The Unsaintly Martyrdom of Suffering
Chopra, in the book “How to Know God” says that
As long as suffering holds any temptation, there is some hint of sin, and in that arises the last tiny separation between God and the devotee
I recall one time in recovery hearing that self-pity was a flaw. Now I’m being told that suffering is tempting? What? This implies that I’m somehow drawn to suffering, or wish to have it? And our suffering was keeping us spiritually crippled.
Chopra talked about how the early Church had an ethos that seemed to covet martyrdom as a noble and even saintly desire. And this has caused many a religious person to believe that suffering was meritorious.
However, he’s suggesting that by choosing suffering, we are actually moving ourselves further from developing spiritually.
We’re so attached to protecting our ego that we shut out others in so doing. We live in fear that we’ll get hurt (or more probably our ego will suffer), and so we constantly arrange conditions outside ourself to suit what we think we’ll make us safe.

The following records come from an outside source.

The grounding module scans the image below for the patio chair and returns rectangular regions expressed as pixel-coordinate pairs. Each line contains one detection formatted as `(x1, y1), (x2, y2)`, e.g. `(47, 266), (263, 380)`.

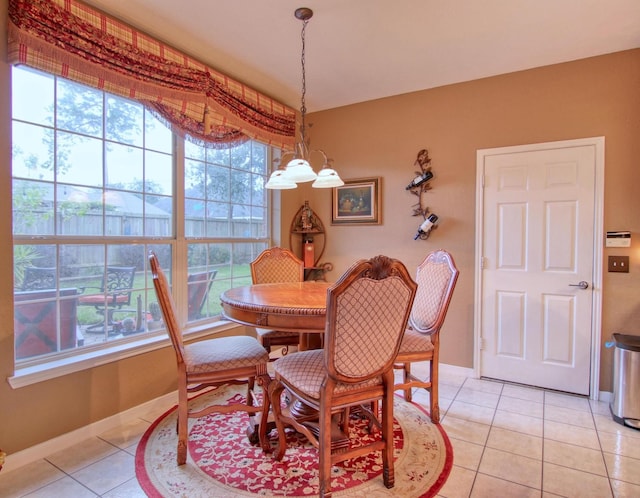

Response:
(269, 255), (417, 497)
(20, 266), (56, 291)
(250, 247), (304, 357)
(148, 251), (271, 464)
(394, 249), (459, 423)
(77, 266), (136, 334)
(187, 269), (218, 320)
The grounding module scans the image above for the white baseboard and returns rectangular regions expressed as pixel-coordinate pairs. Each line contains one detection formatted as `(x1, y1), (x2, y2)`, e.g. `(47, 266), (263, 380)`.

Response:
(1, 391), (177, 474)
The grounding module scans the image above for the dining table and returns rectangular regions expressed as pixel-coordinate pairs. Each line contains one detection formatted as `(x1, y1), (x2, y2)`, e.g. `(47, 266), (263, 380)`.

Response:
(220, 280), (332, 350)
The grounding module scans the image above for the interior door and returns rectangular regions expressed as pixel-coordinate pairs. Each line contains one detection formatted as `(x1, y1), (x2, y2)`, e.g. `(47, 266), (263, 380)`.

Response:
(477, 140), (602, 395)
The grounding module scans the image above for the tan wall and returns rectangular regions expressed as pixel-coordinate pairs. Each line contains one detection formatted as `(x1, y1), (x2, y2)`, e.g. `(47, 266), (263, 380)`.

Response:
(0, 0), (637, 454)
(287, 48), (640, 391)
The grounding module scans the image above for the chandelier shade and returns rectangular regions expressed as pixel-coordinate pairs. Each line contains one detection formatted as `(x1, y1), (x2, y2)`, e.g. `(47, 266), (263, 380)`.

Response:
(266, 8), (343, 190)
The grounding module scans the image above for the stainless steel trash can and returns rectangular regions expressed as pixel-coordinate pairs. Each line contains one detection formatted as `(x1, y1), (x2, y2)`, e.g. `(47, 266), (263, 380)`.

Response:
(610, 333), (640, 430)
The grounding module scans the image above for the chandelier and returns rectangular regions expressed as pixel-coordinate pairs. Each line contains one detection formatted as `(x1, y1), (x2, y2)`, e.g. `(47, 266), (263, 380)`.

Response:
(266, 8), (344, 190)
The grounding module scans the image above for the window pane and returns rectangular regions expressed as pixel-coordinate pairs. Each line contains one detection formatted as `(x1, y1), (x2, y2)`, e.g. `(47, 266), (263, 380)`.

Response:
(145, 113), (172, 153)
(12, 67), (54, 126)
(57, 185), (103, 236)
(56, 131), (103, 187)
(56, 79), (103, 137)
(106, 143), (143, 189)
(13, 180), (54, 236)
(106, 96), (143, 146)
(12, 122), (54, 182)
(145, 150), (172, 195)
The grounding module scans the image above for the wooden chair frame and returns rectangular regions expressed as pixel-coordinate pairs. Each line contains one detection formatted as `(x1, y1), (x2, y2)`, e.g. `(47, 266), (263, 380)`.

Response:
(269, 255), (417, 497)
(394, 249), (459, 423)
(250, 247), (305, 356)
(148, 251), (271, 464)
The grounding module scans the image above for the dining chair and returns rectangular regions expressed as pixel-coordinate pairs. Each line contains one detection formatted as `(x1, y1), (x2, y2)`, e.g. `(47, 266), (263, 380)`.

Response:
(394, 249), (459, 423)
(250, 247), (304, 357)
(148, 251), (272, 464)
(269, 255), (417, 498)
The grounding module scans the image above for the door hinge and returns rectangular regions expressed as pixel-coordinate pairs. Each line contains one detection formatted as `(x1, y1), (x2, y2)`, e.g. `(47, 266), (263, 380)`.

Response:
(479, 337), (486, 350)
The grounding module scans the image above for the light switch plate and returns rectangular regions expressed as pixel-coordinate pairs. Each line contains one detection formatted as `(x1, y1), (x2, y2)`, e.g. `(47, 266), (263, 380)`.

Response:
(608, 256), (629, 273)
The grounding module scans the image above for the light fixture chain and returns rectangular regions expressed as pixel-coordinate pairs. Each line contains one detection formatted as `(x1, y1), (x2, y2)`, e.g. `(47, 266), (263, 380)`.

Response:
(299, 18), (308, 145)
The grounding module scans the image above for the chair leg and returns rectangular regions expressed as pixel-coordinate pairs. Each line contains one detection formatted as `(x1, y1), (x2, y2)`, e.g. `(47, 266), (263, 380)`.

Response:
(430, 359), (440, 423)
(402, 363), (413, 402)
(257, 373), (272, 453)
(381, 376), (395, 489)
(268, 380), (289, 461)
(318, 394), (333, 498)
(176, 383), (189, 465)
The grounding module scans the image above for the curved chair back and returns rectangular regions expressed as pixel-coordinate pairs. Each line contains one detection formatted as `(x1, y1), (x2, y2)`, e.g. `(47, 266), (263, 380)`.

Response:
(324, 255), (417, 382)
(409, 249), (459, 335)
(250, 247), (304, 284)
(148, 251), (185, 365)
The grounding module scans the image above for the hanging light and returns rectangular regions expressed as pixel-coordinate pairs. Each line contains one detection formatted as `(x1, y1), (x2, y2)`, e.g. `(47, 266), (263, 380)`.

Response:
(266, 7), (343, 190)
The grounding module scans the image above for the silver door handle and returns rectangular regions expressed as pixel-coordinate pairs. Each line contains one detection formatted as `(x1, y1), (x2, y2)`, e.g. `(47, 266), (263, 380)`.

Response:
(569, 281), (589, 290)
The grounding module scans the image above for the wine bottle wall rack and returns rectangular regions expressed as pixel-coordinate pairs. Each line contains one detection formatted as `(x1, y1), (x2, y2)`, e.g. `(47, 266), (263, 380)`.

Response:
(406, 148), (437, 240)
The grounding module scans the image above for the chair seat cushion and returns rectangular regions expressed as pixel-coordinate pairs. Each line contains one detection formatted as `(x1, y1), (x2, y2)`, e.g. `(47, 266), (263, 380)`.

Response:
(274, 350), (381, 400)
(78, 294), (129, 305)
(399, 328), (434, 354)
(184, 336), (269, 374)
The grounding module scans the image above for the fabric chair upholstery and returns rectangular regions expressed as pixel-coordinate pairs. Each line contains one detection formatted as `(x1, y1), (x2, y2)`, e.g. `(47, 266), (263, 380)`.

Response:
(269, 255), (417, 498)
(394, 249), (459, 423)
(250, 247), (305, 356)
(148, 251), (271, 465)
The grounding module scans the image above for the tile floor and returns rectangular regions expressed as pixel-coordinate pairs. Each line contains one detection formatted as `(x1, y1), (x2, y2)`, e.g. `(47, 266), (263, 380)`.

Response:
(1, 366), (639, 497)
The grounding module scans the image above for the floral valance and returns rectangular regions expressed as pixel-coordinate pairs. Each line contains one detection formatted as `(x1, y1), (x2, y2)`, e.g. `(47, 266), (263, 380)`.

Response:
(7, 0), (296, 149)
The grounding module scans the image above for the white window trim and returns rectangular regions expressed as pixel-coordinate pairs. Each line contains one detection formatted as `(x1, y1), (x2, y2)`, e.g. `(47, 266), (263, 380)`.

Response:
(7, 320), (242, 388)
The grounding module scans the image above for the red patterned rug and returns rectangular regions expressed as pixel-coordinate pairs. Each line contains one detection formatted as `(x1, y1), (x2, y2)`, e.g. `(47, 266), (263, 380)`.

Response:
(136, 385), (453, 497)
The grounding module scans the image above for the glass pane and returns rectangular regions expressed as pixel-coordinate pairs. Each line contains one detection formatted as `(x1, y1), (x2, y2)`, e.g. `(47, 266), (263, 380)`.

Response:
(185, 159), (206, 199)
(12, 67), (54, 126)
(230, 170), (251, 203)
(230, 142), (252, 170)
(106, 143), (143, 189)
(56, 79), (103, 137)
(56, 131), (103, 187)
(186, 244), (220, 321)
(206, 147), (229, 165)
(145, 113), (172, 153)
(12, 122), (54, 181)
(185, 140), (206, 161)
(145, 150), (172, 195)
(14, 244), (57, 292)
(57, 185), (103, 236)
(252, 173), (266, 206)
(207, 164), (230, 201)
(251, 142), (268, 175)
(106, 96), (143, 146)
(13, 180), (54, 236)
(144, 195), (172, 237)
(185, 199), (205, 237)
(206, 201), (230, 237)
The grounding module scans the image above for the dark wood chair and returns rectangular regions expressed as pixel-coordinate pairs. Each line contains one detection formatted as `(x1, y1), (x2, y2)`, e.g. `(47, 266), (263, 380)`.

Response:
(77, 266), (136, 333)
(14, 288), (79, 359)
(187, 269), (218, 320)
(250, 247), (304, 357)
(148, 251), (271, 465)
(394, 249), (459, 423)
(269, 255), (417, 497)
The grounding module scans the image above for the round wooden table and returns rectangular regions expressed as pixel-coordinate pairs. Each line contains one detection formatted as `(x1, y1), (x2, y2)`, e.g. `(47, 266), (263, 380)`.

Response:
(220, 281), (331, 336)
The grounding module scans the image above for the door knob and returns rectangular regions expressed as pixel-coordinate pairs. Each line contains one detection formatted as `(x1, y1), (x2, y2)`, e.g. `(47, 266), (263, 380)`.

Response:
(569, 281), (589, 290)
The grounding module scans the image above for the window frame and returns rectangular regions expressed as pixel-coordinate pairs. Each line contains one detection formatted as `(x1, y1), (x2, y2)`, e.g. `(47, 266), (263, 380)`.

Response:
(10, 66), (275, 386)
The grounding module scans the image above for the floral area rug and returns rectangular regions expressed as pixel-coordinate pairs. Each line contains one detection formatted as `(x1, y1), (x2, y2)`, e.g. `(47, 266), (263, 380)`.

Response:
(136, 385), (453, 497)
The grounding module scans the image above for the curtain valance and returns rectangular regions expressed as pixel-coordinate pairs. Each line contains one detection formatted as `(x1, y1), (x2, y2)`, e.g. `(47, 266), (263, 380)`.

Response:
(7, 0), (296, 149)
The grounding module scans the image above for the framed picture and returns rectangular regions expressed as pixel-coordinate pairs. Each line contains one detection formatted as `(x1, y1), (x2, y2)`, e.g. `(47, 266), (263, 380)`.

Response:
(332, 177), (381, 225)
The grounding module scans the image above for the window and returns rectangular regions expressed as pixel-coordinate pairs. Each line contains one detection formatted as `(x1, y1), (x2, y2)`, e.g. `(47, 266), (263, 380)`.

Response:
(12, 66), (271, 367)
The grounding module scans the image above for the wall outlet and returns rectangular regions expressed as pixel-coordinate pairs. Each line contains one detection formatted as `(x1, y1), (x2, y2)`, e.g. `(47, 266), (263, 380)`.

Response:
(608, 255), (629, 273)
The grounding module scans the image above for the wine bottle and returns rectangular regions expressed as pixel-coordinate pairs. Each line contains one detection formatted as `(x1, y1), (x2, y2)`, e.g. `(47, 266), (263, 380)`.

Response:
(414, 214), (438, 240)
(405, 170), (433, 190)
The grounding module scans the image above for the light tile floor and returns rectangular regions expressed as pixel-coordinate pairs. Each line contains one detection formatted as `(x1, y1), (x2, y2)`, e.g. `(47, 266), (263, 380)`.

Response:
(1, 367), (639, 497)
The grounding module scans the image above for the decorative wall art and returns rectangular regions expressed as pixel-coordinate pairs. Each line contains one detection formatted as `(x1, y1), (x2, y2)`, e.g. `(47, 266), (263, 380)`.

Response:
(407, 149), (438, 240)
(332, 177), (381, 225)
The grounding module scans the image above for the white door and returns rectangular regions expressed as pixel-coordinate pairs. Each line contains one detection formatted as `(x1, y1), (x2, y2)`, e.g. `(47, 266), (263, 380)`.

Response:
(476, 139), (603, 396)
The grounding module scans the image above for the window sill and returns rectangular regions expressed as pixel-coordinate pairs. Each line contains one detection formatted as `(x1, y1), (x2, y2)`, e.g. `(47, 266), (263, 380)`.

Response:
(7, 320), (242, 389)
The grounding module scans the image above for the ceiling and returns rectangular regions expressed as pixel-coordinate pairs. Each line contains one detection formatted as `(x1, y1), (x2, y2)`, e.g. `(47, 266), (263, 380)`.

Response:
(82, 0), (640, 113)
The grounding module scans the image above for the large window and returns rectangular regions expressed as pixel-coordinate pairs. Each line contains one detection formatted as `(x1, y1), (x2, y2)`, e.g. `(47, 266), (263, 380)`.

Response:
(12, 66), (271, 366)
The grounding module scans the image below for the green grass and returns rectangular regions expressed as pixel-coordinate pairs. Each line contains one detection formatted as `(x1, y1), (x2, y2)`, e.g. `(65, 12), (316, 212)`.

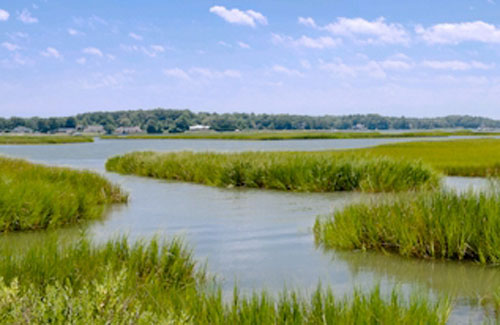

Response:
(0, 235), (451, 324)
(0, 135), (94, 145)
(349, 138), (500, 177)
(106, 151), (439, 193)
(101, 129), (498, 141)
(314, 188), (500, 264)
(0, 157), (127, 232)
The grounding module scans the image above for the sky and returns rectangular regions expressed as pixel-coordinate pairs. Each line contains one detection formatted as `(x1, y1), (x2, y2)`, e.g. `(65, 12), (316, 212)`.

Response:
(1, 0), (500, 118)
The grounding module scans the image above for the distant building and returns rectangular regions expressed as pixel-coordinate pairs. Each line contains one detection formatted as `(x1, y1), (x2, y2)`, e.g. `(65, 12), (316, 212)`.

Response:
(11, 126), (33, 134)
(83, 125), (105, 134)
(353, 123), (366, 130)
(115, 126), (143, 135)
(189, 124), (210, 131)
(54, 128), (76, 135)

I close out many opportunities of future interactions with people by telling people my rules of how to interact with me. As my friend once said, “I wanted to call you but I haven’t cracked the code [of your rules as to when you can call, and how]. The implication is that there is a code of conduct you must follow, or that I have a code of laws that you must acquaint yourself with. The code of conduct keeps people away because it is too much trouble to crack the code.
Such a scenario shuts one off from “the sunlight of the spirit”.
Bill W. in “12 Smart Things” said the reasons for his depression was his requirement that other people meet his expectations.
…almost absolute dependence on people or circumstances to supply me with prestige, security, and the like. Failing to get these things according to my perfectionist dreams and specifications, I had fought for them. And when defeat came, so did my depression.
It’s possible some of the hopelessness and defeatism associated with spirit-numbing thoughts are caused by not getting the outcome that we think we need, and people not doing things that we expect or think that we require them to do.